One of the basic observations from the atomic learning workshop is that gradient-based optimization is pervasive. For example, at least 7 (of 12) speakers used the word ‘gradient’ in their talk and several others may be approximating a gradient. The essential useful quality of a gradient is that it decouples local updates from global optimization. Restated: Given a gradient, we can determine how to change individual parameters of the system so as to improve overall performance.
It’s easy to feel depressed about this and think “nothing has happened”, but that appears untrue. Many of the talks were about clever techniques for computing gradients where your calculus textbook breaks down.

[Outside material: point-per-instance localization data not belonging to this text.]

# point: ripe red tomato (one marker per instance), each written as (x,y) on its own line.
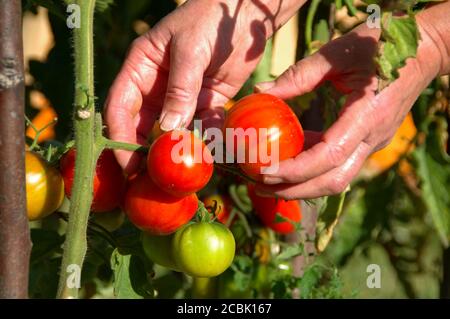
(267,208)
(263,111)
(109,180)
(179,163)
(224,206)
(155,211)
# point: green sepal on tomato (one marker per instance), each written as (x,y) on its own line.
(109,180)
(44,187)
(155,211)
(179,163)
(276,125)
(267,209)
(223,205)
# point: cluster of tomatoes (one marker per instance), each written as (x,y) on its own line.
(161,200)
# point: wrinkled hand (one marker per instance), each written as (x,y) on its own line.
(367,122)
(195,59)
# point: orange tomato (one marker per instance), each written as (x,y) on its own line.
(384,159)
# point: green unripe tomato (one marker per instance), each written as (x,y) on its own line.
(203,249)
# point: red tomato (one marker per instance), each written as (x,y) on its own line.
(267,208)
(109,180)
(224,206)
(179,163)
(155,211)
(263,111)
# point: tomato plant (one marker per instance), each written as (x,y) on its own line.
(203,249)
(109,181)
(267,209)
(179,163)
(223,205)
(44,187)
(155,211)
(276,126)
(159,250)
(401,195)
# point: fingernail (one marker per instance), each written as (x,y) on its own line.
(262,193)
(263,86)
(272,180)
(170,121)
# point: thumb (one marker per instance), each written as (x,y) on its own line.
(183,86)
(300,78)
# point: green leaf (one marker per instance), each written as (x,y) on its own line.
(102,5)
(261,73)
(321,32)
(327,220)
(291,251)
(433,170)
(399,41)
(131,276)
(309,280)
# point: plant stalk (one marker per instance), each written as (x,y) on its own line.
(88,151)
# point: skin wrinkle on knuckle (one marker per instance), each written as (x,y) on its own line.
(180,94)
(337,184)
(336,154)
(437,41)
(293,76)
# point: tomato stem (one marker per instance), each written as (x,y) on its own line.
(233,170)
(88,151)
(110,144)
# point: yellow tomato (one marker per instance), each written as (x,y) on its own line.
(44,186)
(400,144)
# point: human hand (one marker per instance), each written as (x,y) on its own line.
(194,60)
(367,122)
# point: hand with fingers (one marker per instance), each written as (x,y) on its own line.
(368,120)
(192,62)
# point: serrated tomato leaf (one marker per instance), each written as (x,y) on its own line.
(131,276)
(433,170)
(399,41)
(329,214)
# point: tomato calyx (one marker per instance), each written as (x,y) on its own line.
(205,216)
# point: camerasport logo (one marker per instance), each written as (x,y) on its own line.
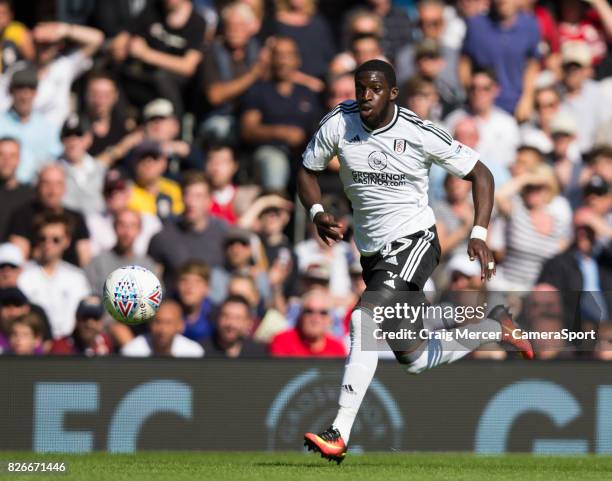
(309,402)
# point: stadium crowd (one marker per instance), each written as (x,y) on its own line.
(166,133)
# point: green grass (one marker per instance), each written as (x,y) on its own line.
(191,466)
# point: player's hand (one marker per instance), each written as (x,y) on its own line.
(478,248)
(329,230)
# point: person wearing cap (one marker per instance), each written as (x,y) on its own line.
(310,337)
(37,136)
(84,174)
(582,273)
(13,193)
(194,235)
(582,97)
(50,190)
(499,132)
(127,226)
(432,23)
(89,337)
(153,193)
(505,40)
(161,125)
(116,193)
(239,258)
(54,284)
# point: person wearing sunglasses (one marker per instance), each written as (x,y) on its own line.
(50,282)
(310,337)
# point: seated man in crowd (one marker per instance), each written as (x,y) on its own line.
(152,192)
(89,337)
(38,138)
(127,226)
(310,337)
(278,115)
(50,191)
(84,174)
(232,64)
(193,294)
(50,282)
(232,331)
(101,225)
(195,235)
(165,338)
(25,335)
(163,46)
(13,193)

- Sometimes there are clever approximations of the gradient. (Simon Osindero)
- Sometimes we can compute constrained gradients via iterated gradient/project steps. (Ben Taskar)
- Sometimes we can compute gradients anyways over mildly nondifferentiable functions. (Drew Bagnell)
- Even given a gradient, the choice of update is unclear, and might be cleverly chosen (Nic Schraudolph)
Perhaps a more extreme example of this is Adaboost which repeatedly reuses a classifier learner to implicitly optimize a gradient. Viewed as a gradient optimization algorithm, Adaboost is a sublinear algorithm (in the number of implicit parameters) when applied to decision trees.